А в одном письме своем объяснительном и к лицу очень важному и влиятельному – директору подпись подписал, и не просто Петр Маракулин, а вор Петр Маракулин и экспроприатор9.
«Вор Петр Маракулин и экспроприатор…»
– Что-с?
– Ха-ха… – сам первый смеется.
Да шутка-то, видно, не удалась, смешного ничего не выходит, или выходило, да не замечали, и смеяться никто не смеется, напротив. И самым смешным показался ответ одного молодого бухгалтера – маленький тихий человек этот бухгалтер, мухи не обидит, как и звания нет.
Аверьянов сказал:10
– Впредь до выяснения вашего недоразумения я хотел бы с окончательным ответом подождать.10
Тут уж пошел Петр Алексеевич всурьёз:
Какая, мол, такая путаница, и быть не может никакой ошибки!
– Что-с?
– Ошибка, говорю… я без ошибки, я немец… где ошибка?
И поверил.
Поверишь! Зверюга-то бешеный, видно, не так уж прост, не так легко поддается, по вздыбившейся бешеной шерстке его не очень-то ловко погладишь, прочь руки: зверюга палец прокусит! Так что ли? Или тут зверь ни при чем, и все проклятие вовсе не в том, что человек человеку зверь да еще и бешеный, а в том, что человек человеку бревно11. И сколько ни молись ему, не услышит; сколько ни кличь, не отзовется; лоб себе простукаешь, лбом перед ним стучавши, не пошевельнется: как поставили, так и будет стоять, пока не свалится, либо ты не свалишься. Так что ли?
Так, в этом роде что-то промелькнуло тогда у Маракулина, и в первый раз отчетливо подумалось и ясно сказалось: человек человеку бревно.
Ткнулся туда, постучался сюда, – все закрыто, все заперто: не принимают. А и примут – говорить не хотят, не дают слова сказать. Потом перед носом двери захлопывать стали: и – некогда! и – отстань, пожалуйста! и – не до тебя совсем! и – других дел по горло! и – чего раньше глядел! и – на себя пеняй! и опять – некогда! и – отстань, пожалуйста! И уж прислуга через цепочку не разговаривает: и не велено и надоел всем очень.
Не стало Маракулину пристанища, остался он, как в степи один, а лежала степь выжженная, черная, необозримая – чужая. Смотри кругом на все четыре стороны, ну! Был он во всем, стал ни в чем.12
А ведь все из-за пустяков – одна слепая случайность. Ходили слухи, будто все дело Александр Иванович подстроил, его рук, подчислил Глотов приятеля своего, а сам из воды сух вышел. А с другой стороны все знали, что и Маракулин не прочь был по доброте ли своей душевной или еще по какому качеству, по излишней ли доверчивости своей и воображению – любил ведь ладить с людьми! – да, сам он не прочь был временно, конечно, талон выдать и лицу, совсем не причастному ни к какому получению, ну ввиду каких-нибудь просьб особенных и стесненности приятеля, хотя бы тому же Александру Ивановичу. Ведь, с Маракулиным что угодно можно было сделать.

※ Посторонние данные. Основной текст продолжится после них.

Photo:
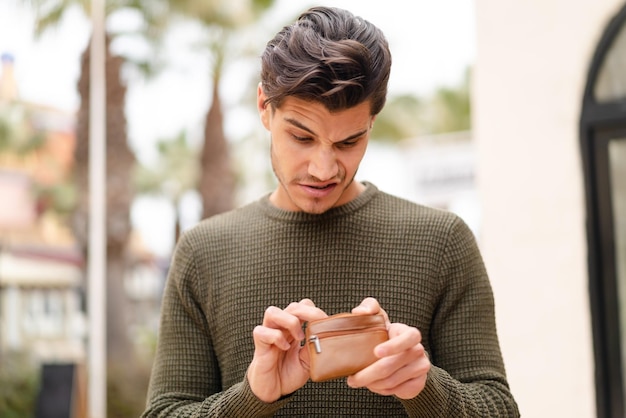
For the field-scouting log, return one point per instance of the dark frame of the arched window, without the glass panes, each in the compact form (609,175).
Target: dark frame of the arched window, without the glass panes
(599,123)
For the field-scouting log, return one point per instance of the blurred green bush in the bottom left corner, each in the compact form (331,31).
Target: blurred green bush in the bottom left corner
(19,380)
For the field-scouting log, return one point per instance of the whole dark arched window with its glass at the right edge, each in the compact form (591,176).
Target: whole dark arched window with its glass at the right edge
(603,148)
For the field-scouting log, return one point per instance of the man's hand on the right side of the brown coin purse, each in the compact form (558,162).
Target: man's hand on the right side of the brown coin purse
(402,366)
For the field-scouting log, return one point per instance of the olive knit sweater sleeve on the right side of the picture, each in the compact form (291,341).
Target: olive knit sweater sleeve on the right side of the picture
(467,377)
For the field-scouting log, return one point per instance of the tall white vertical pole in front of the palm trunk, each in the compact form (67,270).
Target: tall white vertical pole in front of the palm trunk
(96,268)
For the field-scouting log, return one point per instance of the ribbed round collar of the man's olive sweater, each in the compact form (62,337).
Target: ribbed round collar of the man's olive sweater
(293,216)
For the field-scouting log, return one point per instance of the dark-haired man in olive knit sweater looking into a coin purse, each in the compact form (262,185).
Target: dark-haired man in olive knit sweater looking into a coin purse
(242,284)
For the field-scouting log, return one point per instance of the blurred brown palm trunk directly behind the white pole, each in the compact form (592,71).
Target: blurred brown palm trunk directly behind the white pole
(119,164)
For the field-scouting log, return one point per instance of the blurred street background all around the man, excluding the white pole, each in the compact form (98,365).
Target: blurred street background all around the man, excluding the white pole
(511,115)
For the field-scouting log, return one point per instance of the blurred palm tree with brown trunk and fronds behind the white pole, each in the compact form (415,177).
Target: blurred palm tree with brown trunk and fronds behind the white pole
(120,158)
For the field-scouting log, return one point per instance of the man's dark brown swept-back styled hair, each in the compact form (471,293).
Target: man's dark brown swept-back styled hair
(328,56)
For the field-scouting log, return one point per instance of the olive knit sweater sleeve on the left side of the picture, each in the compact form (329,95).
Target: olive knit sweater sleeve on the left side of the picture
(185,379)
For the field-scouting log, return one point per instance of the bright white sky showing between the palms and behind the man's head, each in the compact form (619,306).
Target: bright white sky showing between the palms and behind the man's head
(432,43)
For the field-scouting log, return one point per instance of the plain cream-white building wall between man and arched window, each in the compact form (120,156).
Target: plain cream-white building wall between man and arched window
(530,72)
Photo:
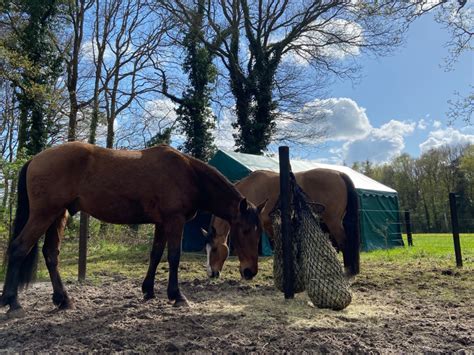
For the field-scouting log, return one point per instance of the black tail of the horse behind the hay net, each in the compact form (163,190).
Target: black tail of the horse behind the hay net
(351,250)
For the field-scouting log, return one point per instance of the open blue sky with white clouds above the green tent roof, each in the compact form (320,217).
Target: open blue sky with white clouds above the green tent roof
(398,106)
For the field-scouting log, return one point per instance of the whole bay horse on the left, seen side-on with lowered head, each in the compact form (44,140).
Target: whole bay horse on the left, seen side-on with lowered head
(158,185)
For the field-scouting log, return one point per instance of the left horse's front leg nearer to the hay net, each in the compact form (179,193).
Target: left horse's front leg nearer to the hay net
(174,233)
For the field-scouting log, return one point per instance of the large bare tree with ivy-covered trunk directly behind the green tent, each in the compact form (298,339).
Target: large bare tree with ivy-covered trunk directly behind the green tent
(259,36)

Но сам-то он, слепою случайностью выбитый из колеи, без дела, один, ночи и дни думая, про себя думая, теперь, ведь, не то уж время – то время прошло – теперь и он, как настоящие люди, думать стал, сам-то он на первых порах твердо решил и суд себе вынес: виновным себя не признал и в воровстве себя не обвинил. А доказывая право свое на существование, в горячке своей, в мыслях своих хватал, как и в смехе и в веселье своем, по-маракулински: ухватился за это бревно, до которого додумался, что человек человеку бревно, и пошел вывертывать. Хотел непременно во что бы то ни стало знать, кому все это понадобилось и для чего, для удовольствия какого бревна брёвна стоять поставлены, а хотел знать для того, чтобы определенно сказать себе, еще стоять ли ему бревном, как вздумалось кому-то поставить его, или, не дожидаясь минуты, когда опять вздумается кому-то свалить его, самому по своей доброй воле и никого не спрашиваясь, чебурахнуться?
Ответить же на это, сами посудите, сразу так не ответишь, да и кому ответить, не хироманту же с Кузнечного13, который брюки украл, а по руке – по чертам руки на другого доказал, на соседа по углам14, тоже с Кузнечного!

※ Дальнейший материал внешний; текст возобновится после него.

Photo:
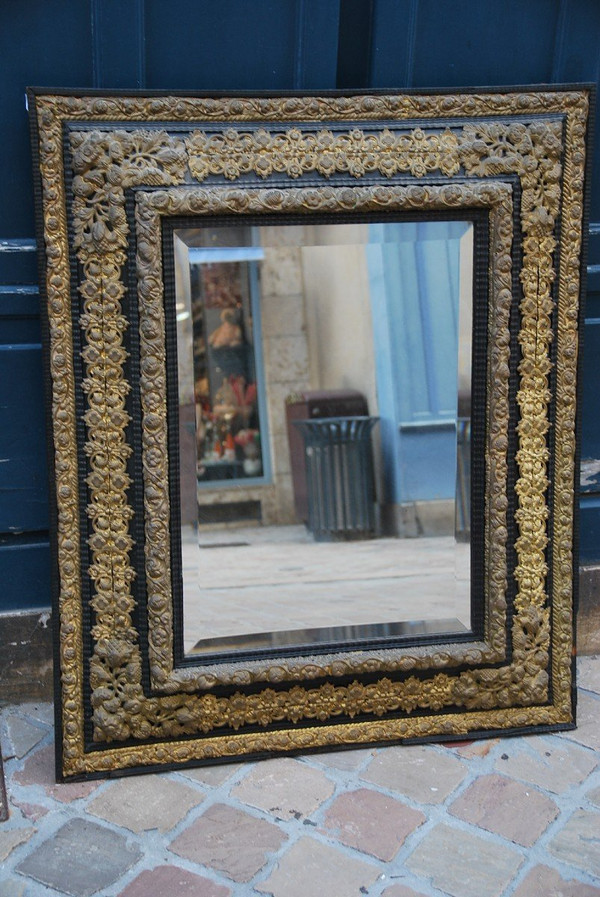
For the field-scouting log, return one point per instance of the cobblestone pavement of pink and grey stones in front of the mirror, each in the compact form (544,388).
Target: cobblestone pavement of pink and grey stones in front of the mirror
(516,817)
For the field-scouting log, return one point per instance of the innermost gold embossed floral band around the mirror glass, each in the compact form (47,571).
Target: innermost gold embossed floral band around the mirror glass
(151,208)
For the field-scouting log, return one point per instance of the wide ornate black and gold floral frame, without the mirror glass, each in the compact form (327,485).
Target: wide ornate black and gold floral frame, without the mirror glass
(112,170)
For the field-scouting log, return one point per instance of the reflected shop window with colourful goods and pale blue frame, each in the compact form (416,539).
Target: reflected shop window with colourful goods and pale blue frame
(222,381)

Да видно, без того уж нельзя, чтобы сердца не изнести15 – сердца не сорвать, видно, уж всегда так, когда примется кто свое право доказывать на существование. А ведь, дело-то совсем не в том, что человек человеку бешеный зверь, и не в том, что человек человеку бревно, дело проще: навалится беда, терпи, потому терпи, что все равно – будешь отбрыкиваться или кусаться начнешь – все попусту, она тебя не отпустит, пока срок ей не кончится. Так что ли?